About a year after our daughter was born, I made good on my promise. At first it felt like a victory, but it quickly became apparent that it was a hollow one, and that the pain did not go away. But I continued on. I was going to pay him back if it killed me, and it nearly did.
Shortly after the first time I cheated on him, and he caught me, he told me that he didn't believe we needed to be faithful to maintain our marriage. Maybe he was right, maybe I was old fashioned and wrong to believe marriage had to be sexually exclusive. So for several years, back and forth we spent going out and doing as we pleased, and calling it an open marriage. But that was a joke. All of the victories felt hollow; all of the sex, like a performance. But I was a very good actress! I knew, even while I was doing it, that there is a huge chasm between making love and having sex. With others it was all an act, no sense of feeling complete or whole. With my husband, from the moment we made love for the first time 32 years ago, to this day, I can just touch him and I know. I know he is "the" one who makes me whole. But he still didn't understand the difference yet.
Until one night, when he’d finally had enough and he told me he wanted out. He was tired of me sleeping with other men. I couldn’t believe what I was hearing. Was he serious? How dare he! How dare he change the rules of marriage by saying that sex with others was no big deal, and then make a big deal out of it? What was his problem now? Was it that I could play the game better than he could? I was winning and he was being a sore loser?
But in reality, I was winning nothing. I was losing myself. I was losing him. I was losing my family. I had already lost my self-respect, and I’m sure, the respect of many others, but I was still too blind to see it. Blinded by the pain and anger I still could not suppress. However, that night we finally both agreed it would stop.
This isn’t exactly where the saga ends or even when the infidelity ended completely. But we did start putting the pieces of that mosaic together. There were several big turning points. One of which was when he finally stopped drinking. That was the point that I started to feel I could trust him again, and when the infidelity finally ended for both of us. Along with that was the fact that he did finally understand that sex for sex's sake was much different than what we had and completely not worth losing our marriage over. And finally, we really started focusing on our marriage and our family, living for each other instead of for ourselves.

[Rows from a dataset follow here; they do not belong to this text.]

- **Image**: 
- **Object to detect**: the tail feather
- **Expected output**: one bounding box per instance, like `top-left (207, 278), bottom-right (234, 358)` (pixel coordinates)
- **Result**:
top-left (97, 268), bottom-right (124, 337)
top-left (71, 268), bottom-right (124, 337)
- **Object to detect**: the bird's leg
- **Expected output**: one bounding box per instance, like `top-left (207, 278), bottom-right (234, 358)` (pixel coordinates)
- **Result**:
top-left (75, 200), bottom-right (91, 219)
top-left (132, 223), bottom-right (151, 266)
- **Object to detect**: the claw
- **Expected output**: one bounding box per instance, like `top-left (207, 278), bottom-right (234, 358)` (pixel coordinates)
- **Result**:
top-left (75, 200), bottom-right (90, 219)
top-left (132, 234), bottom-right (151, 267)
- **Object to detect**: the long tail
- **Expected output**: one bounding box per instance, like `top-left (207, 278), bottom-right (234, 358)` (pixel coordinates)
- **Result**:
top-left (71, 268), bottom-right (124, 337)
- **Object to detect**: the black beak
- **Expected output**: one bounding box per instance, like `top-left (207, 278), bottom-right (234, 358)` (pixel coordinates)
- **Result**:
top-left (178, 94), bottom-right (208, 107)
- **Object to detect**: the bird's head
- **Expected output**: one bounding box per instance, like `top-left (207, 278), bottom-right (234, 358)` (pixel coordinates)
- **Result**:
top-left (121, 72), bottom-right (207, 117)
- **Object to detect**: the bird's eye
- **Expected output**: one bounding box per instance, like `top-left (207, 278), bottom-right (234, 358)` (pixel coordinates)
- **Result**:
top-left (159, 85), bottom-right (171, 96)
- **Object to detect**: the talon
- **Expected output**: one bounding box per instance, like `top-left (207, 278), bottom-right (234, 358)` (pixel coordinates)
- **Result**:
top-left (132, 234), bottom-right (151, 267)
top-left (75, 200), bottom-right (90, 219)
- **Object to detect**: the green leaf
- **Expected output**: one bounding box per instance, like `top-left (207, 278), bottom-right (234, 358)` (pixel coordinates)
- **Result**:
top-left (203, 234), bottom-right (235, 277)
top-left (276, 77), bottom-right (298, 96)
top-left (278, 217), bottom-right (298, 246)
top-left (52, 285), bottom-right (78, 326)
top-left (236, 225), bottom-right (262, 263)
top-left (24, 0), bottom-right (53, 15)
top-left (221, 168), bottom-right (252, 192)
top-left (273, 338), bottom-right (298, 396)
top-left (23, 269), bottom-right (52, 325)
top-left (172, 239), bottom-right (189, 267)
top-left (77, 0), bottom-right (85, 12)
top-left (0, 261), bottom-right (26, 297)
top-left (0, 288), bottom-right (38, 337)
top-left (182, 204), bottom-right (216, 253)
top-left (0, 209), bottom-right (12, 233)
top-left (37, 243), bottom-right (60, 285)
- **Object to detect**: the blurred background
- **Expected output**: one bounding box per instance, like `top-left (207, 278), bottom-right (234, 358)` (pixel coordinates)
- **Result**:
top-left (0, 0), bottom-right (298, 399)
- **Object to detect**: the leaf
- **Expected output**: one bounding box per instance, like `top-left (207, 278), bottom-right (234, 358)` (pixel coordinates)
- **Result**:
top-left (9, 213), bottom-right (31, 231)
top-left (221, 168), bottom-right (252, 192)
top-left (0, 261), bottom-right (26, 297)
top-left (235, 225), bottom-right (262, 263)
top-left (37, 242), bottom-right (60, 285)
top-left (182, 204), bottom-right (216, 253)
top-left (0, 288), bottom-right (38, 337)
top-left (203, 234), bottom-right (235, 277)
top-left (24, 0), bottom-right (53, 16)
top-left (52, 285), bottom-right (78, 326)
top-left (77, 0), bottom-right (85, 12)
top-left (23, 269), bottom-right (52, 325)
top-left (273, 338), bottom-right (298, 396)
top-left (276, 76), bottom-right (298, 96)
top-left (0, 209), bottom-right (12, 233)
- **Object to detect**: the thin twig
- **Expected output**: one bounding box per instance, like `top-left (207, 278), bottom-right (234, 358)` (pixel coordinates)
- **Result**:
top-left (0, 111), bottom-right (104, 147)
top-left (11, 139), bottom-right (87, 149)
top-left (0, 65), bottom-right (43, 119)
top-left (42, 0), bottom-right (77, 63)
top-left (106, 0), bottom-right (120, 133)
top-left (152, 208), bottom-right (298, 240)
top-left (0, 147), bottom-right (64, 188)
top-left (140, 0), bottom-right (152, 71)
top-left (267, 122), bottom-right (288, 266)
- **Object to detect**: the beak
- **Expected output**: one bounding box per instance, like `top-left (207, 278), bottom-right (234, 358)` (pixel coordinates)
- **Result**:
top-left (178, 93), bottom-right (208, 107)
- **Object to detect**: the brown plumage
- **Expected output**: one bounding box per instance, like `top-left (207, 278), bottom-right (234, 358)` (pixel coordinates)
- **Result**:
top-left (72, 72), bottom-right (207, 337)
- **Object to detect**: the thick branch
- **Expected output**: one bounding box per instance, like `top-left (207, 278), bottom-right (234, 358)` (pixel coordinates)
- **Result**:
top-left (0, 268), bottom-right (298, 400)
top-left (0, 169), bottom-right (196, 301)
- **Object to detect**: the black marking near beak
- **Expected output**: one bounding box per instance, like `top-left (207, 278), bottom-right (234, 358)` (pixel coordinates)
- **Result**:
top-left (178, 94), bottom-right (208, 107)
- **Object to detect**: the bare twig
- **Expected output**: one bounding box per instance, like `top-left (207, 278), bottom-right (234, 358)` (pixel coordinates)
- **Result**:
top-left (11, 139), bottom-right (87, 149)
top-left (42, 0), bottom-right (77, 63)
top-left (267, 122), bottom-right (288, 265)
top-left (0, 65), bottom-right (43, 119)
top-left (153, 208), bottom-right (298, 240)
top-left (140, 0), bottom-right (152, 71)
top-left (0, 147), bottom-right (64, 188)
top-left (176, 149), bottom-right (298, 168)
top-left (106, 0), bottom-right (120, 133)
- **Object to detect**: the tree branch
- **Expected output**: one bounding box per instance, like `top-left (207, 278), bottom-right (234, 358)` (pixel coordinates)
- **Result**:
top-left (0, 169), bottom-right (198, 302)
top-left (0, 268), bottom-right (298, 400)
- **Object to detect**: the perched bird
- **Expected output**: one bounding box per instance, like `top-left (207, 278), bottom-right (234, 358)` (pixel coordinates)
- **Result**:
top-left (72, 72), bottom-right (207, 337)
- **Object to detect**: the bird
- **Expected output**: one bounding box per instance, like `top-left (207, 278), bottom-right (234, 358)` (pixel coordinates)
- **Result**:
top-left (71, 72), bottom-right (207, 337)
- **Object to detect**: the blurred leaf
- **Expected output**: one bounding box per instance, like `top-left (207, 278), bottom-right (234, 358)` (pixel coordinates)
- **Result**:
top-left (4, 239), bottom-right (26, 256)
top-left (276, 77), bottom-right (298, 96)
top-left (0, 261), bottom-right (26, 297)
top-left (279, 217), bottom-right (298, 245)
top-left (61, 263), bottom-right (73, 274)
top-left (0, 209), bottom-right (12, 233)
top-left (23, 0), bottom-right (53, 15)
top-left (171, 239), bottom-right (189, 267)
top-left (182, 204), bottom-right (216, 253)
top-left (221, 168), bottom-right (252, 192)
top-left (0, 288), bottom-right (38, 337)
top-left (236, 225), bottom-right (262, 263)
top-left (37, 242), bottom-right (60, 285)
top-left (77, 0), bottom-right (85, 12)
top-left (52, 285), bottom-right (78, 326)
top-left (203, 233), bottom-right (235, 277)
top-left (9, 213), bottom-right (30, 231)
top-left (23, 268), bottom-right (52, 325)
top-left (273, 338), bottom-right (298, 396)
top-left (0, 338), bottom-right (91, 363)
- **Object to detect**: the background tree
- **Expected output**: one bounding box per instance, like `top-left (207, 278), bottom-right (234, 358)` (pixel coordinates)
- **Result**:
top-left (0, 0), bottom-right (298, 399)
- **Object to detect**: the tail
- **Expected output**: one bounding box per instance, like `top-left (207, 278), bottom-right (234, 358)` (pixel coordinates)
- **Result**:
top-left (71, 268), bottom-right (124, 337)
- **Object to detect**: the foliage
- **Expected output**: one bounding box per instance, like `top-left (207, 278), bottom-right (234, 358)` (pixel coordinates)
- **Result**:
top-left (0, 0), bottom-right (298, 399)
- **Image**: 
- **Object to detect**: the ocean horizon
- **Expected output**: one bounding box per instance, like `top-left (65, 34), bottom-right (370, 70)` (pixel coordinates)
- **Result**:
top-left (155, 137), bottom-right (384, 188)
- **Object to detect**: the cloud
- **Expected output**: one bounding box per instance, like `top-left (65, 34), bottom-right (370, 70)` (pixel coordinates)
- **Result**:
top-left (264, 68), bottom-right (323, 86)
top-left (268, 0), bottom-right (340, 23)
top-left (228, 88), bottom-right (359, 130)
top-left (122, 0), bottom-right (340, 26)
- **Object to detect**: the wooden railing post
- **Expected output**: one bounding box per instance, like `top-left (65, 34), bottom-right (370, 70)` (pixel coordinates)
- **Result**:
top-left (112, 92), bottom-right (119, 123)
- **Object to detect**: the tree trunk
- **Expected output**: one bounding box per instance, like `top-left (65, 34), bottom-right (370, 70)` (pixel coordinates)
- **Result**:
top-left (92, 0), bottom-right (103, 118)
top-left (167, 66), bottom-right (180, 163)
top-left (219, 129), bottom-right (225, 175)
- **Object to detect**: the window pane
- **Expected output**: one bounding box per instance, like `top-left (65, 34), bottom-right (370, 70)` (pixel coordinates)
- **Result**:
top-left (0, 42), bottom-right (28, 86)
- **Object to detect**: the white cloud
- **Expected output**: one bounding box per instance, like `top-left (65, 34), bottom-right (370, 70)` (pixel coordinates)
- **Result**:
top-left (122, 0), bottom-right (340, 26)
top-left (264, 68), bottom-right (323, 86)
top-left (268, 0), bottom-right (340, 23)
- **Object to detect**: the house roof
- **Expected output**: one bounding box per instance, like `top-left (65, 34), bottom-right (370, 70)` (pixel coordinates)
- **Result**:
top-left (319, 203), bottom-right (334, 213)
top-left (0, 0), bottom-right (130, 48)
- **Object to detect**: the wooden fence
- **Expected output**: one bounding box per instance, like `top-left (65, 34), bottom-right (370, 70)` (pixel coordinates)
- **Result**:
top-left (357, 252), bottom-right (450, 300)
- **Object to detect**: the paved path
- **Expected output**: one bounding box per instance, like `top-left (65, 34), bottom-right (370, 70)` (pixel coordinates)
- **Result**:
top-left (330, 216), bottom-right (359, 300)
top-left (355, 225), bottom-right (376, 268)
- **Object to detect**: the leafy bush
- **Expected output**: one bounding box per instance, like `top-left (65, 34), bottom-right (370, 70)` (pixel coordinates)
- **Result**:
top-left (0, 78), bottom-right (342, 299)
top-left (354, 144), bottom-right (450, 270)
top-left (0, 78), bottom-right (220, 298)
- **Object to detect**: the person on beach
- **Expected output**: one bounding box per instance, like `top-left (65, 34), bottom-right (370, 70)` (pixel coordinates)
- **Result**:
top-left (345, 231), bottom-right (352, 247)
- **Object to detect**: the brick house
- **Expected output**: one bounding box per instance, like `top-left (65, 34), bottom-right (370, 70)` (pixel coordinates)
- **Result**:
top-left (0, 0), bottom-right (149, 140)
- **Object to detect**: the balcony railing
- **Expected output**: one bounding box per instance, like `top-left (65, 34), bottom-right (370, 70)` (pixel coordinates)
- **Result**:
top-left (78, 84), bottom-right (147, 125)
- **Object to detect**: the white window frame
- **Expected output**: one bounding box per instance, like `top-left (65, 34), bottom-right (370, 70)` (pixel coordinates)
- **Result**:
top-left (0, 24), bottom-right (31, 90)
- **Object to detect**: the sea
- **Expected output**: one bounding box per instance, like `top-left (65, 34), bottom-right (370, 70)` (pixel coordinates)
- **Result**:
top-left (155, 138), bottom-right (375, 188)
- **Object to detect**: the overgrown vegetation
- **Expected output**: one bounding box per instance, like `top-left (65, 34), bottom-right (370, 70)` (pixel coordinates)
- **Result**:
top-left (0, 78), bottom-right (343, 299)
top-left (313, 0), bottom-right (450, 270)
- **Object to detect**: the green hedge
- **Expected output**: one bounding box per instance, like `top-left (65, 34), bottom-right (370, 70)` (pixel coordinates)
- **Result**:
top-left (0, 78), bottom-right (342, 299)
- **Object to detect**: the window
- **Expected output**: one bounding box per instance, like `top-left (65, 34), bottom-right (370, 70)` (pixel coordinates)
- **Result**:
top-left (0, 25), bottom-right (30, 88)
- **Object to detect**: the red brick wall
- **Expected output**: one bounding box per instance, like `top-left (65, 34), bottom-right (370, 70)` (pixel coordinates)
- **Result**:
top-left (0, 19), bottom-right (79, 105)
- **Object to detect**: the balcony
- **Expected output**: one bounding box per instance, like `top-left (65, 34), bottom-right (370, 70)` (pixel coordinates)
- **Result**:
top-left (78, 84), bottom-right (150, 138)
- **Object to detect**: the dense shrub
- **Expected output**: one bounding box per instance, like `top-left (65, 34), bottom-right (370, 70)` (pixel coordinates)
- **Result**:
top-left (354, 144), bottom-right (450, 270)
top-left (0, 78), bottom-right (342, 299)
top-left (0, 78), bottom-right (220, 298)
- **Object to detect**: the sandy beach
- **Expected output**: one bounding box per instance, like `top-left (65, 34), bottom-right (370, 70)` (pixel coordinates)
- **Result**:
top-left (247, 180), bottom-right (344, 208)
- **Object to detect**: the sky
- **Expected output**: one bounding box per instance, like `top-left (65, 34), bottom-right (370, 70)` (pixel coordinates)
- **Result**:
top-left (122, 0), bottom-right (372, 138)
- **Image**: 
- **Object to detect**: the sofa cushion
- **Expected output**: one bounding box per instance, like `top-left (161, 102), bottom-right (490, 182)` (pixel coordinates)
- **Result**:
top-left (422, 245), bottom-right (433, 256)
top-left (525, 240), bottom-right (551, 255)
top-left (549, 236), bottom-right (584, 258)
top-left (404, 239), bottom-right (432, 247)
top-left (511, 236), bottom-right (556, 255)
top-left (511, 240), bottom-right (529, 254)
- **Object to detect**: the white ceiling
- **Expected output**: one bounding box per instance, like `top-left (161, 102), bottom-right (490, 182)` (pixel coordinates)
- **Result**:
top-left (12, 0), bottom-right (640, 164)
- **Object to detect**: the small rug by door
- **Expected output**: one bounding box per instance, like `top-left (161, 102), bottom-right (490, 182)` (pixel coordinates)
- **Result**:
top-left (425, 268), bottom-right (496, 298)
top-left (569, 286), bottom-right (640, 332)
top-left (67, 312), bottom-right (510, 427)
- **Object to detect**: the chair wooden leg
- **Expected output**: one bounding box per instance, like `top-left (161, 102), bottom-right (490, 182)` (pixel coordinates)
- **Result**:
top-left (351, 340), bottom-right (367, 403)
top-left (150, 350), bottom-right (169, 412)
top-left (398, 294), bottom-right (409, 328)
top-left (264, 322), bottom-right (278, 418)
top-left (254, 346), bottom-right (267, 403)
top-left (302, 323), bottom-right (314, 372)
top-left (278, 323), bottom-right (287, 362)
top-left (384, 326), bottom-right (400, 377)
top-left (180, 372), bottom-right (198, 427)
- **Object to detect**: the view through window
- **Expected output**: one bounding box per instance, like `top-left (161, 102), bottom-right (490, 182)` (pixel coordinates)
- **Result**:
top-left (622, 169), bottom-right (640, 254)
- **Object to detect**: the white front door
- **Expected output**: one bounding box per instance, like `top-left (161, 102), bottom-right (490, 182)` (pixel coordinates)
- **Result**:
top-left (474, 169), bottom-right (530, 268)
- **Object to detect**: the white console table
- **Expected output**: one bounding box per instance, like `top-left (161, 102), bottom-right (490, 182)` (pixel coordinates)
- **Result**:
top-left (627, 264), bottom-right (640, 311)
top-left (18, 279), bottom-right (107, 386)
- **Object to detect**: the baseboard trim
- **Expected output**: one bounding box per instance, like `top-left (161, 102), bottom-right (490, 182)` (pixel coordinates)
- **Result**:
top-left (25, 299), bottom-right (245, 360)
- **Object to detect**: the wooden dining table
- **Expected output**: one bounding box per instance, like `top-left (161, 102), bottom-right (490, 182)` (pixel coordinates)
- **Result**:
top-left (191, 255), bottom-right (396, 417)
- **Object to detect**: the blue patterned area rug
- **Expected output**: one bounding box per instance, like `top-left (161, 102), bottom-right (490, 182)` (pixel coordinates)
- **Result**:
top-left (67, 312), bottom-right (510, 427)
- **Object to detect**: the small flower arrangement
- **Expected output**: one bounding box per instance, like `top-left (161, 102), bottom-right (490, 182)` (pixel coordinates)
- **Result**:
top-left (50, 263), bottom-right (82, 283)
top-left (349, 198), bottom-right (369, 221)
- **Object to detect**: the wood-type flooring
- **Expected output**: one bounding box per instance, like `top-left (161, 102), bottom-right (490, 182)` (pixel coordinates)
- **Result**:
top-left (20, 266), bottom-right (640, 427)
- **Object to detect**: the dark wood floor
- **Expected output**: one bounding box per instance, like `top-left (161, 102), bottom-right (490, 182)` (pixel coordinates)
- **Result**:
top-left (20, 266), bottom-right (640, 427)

And the healing did finally come. It took a very long time. I would have never chosen this road to travel through our marriage, it was very tough and extremely painful, but we did finally grow up. And on that road and through that pain, I learned that in trying to get even with someone else, you only destroy yourself. I learned that I am no better than him, or anyone else and that I am perfectly capable of being as hurtful and vengeful and unfaithful as anyone else—which humbled me immensely, giving me not only the ability to forgive him, but to ask for his forgiveness, as well. Finally, I learned that two people who really love and are commited to each other can make it through even the worst times by making something truly precious and beautiful out of something that has been completely shattered.